With opera running from top: 
	
	



```
41 processes:  1 running, 40 sleeping
CPU:  0.2% user,  0.0% nice,  0.4% system,  0.0% interrupt, 99.4% idle
```
Whereas the little linux laptop of my girlfriend (running XFCE4) has at least 3x that many daemons running just to get to a desktop:

```
Tasks: 160 total,   5 running, 155 sleeping,   0 stopped,   0 zombie
Cpu(s): 41.1%us,  7.9%sy, 48.7%ni,  2.1%id,  0.0%wa,  0.2%hi,  0.0%si,  0.0%st
```

I understand the argument that having all this idle processing power providing special things like an application that makes a "beep" every time you click the "honk" button is just usin' what God gave you, but:  bleh.


----------



## expl (Jun 22, 2010)

davetrotteruk said:
			
		

> Which DE is more developed for FreeBSD



The one you write yourself while using FreeBSD to do it.


----------



## kpedersen (Jun 22, 2010)

expl said:
			
		

> The one you write yourself while using FreeBSD to do it.



Thats OpenCDE then,

It is 3% complete but 100% developed on FreeBSD.

The icons were done in Microsoft Paint, but I count them as resources


----------



## vdvluc (Jun 22, 2010)

kpedersen said:
			
		

> The icons were done in Microsoft Paint



Heheh nice!


----------



## sixtydoses (Jun 23, 2010)

kpedersen said:
			
		

> Thats OpenCDE then,
> 
> It is 3% complete but 100% developed on FreeBSD.
> 
> The icons were done in Microsoft Paint, but I count them as resources



Post #6.


----------



## kpedersen (Jun 23, 2010)

Lol yup, I did notice.

Post #7 certainly includes OpenCDE haha


----------



## sixtydoses (Jun 23, 2010)

kpedersen said:
			
		

> Lol yup, I did notice.
> 
> Post #7 certainly includes OpenCDE haha



I love being subtle and mysterious..


----------



## aragon (Jun 23, 2010)

Well, scrotwm is written by OpenBSD devs and I doubt there are many linux users using it, but I'd hardly say it's written for any BSD specifically.  The only OpenBSD specific part of it is the Makefile.


----------



## nekoexmachina (Jun 23, 2010)

I do not understand what is exactly 'de written for some_specific_OS'.
DE should be written with some standarts in mind, that should be somehow supported by OS.


----------



## fronclynne (Jun 23, 2010)

*Or at least can we have our dual case back?*



			
				adamk said:
			
		

> The DEs are really all developed for linux and then ported to FreeBSD.  None of them are really even remotely developed for FreeBSD.



I suspect (though this is just my conceit) that "developed" means "works well or properly".  The past tense rather than the present perfect, at least sensibly.

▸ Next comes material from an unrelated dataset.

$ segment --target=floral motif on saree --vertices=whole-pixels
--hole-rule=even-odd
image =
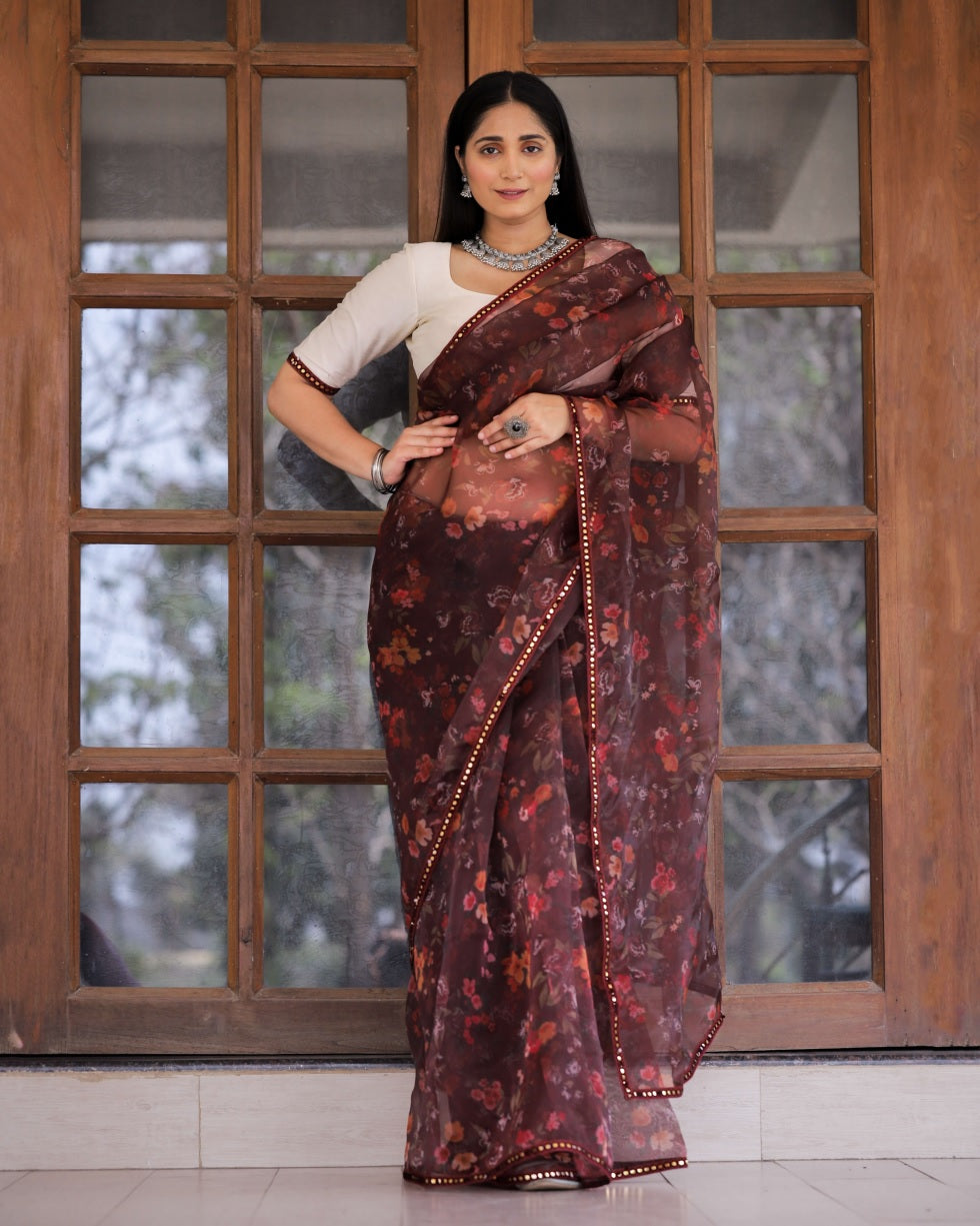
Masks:
[[[571,436],[477,432],[528,391]],[[451,452],[392,499],[369,640],[412,951],[405,1175],[583,1182],[685,1163],[669,1098],[720,1025],[706,894],[718,737],[713,407],[690,325],[588,239],[419,383]],[[666,454],[698,434],[690,462]]]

In that vein:  curse you, English grammar!  I want an aorist.


----------



## Oxyd (Jun 23, 2010)

I've been using KDE 3, KDE 4 and Xfce4 on FreeBSD and I don't think I noticed any blatant Linux-isms -- as in, stuff that only works well when run on Linux. OTOH, Gnome is said to have some problems on FreeBSD, but I never tried Gnome.

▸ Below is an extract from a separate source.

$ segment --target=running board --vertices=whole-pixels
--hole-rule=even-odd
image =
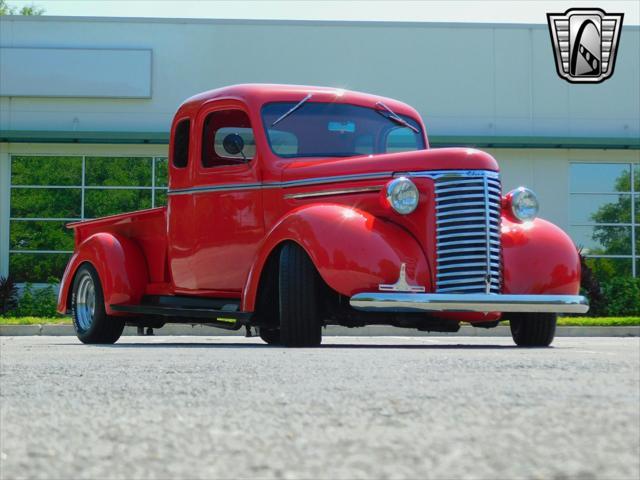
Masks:
[[[249,312],[231,309],[165,307],[158,305],[111,305],[114,312],[130,313],[149,317],[170,317],[168,323],[208,323],[222,328],[237,330],[251,319]]]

What's the point of this question anyway? Just install the DE that you're interested in, and see for yourself how well it works.


----------



## davetrotteruk (Jun 24, 2010)

thanks i think i will try something very base level like xmonad


----------



## LeFroid (Jul 1, 2010)

I just started running KDE and its been pretty good, although sort of laggy with the desktop effects enabled. Didn't find any apps that don't work yet (except for Amarok, but Clementine is much better anyway).


----------



## purgatori (Jul 5, 2010)

Who needs a DE?


----------



## nekoexmachina (Jul 5, 2010)

> Who needs a DE?


Even if you are running tty-only, you already have your own desktop environment


----------



## purgatori (Jul 5, 2010)

nekoexmachina said:
			
		

> Even if you are running tty-only, you already have your own desktop environment



Really? How do you figure?

Personally, I'm running xmonad with a bunch of terminals... but I don't really consider it a 'desktop environment.' Perhaps my definition is off.


----------



## nekoexmachina (Jul 5, 2010)

> Really? How do you figure?


DE definition: collection of software t whoops googled it, it only refers to graphical sw integrated one with another %(
But in my mind it was any set of sw integrated one with another to work perfectly, and UNIX is by-design like that.


----------



## ckester (Jul 5, 2010)

fronclynne said:
			
		

> Unless you're wedded to some KDE thingumbobber, the gtk/gnome stuff seems more generally useful (I'm thinking of big blocky stuff that lots of pipples installs like Firefox, Openoffice).  That said, I really strongly object to all the frivolous "services" that even a supposedly light-weight DE (like XFCE4) wants to run.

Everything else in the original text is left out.